Uniqlo has an extensive presence in China, as here in Shanghai - Fast Retailing


H&M also announced that it has stopped all business travel by its employees to China, and within the country. H&M employees returning from China have been advised to stay at home for two weeks before going back to their places of work.

Another ready-to-wear giant, Japanese group Fast Retailing, owner of Uniqlo, reported it has closed some 100 stores in the Hubei province, where the city of Wuhan is located, and in the surrounding area.
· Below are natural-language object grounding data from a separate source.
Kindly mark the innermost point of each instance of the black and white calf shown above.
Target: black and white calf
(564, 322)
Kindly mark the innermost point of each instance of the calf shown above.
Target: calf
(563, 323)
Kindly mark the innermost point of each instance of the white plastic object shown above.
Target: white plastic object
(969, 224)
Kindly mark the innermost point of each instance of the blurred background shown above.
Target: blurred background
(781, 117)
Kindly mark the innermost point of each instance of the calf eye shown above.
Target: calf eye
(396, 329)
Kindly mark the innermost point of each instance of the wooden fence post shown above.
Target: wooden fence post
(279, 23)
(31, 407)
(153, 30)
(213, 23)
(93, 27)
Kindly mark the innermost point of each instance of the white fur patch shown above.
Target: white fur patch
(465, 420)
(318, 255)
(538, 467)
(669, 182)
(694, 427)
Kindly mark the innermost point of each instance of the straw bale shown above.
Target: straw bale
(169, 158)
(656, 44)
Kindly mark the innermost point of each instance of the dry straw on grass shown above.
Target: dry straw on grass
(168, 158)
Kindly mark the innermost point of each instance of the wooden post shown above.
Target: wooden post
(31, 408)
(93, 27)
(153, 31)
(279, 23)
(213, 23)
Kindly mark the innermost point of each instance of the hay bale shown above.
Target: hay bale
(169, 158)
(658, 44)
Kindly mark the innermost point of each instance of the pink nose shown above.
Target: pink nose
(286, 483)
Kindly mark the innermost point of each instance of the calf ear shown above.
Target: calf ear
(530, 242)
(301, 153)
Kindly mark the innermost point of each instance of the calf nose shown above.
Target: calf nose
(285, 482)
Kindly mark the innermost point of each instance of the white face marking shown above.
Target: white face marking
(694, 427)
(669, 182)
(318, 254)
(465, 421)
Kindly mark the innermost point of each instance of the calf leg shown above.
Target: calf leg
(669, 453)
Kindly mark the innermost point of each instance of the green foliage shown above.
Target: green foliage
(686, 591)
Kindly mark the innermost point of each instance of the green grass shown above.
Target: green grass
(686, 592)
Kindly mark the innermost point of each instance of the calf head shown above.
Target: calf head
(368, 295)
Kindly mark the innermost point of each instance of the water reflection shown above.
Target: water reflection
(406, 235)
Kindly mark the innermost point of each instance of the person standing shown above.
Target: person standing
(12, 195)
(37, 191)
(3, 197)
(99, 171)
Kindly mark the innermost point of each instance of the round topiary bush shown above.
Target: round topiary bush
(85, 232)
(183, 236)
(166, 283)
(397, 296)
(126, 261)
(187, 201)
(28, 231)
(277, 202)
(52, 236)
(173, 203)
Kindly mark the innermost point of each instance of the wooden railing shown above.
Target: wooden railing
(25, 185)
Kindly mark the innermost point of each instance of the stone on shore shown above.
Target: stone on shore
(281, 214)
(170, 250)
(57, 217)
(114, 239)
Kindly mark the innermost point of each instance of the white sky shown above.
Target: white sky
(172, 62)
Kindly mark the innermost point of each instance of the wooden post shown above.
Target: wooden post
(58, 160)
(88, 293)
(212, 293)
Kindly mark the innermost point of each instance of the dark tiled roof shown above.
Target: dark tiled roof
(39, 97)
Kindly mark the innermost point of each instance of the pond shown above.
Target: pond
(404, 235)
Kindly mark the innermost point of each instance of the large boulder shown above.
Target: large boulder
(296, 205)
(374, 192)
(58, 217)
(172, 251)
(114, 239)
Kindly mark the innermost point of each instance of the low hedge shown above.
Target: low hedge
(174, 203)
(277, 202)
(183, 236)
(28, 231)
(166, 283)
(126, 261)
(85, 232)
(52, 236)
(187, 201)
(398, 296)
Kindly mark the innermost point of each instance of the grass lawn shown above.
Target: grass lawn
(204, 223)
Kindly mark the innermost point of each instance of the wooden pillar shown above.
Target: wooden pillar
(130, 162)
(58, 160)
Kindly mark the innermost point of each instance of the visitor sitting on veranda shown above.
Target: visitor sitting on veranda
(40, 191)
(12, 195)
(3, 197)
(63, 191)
Gap closed five stores, as well as three Old Navy stores, according to Business Insider. Spanish fashion-giant Inditex (owner among others of Zara, Bershka and Oysho), for whom China is the second-largest market worldwide in terms of doors with nearly 600 stores, has yet to announce any action.

Outside the fashion sector, many other major chains have taken preventive measures. For example, Starbucks, which has a very extensive footprint in China with over 4,200 branches, and has closed 2,000 of them, indicating also that this decision is bound to have an impact on its annual results. On January 29, Ikea decided to close half of its 30 Chinese branches, having done so with the Wuhan branch a week ago.

For all of these groups, which have followed the advice of the WHO and local authorities, the loss of revenue will undoubtedly be significant, all the more so since the virus’ spread hasn’t been stopped yet. The share prices of some leading luxury groups have also slipped on the world’s stock markets.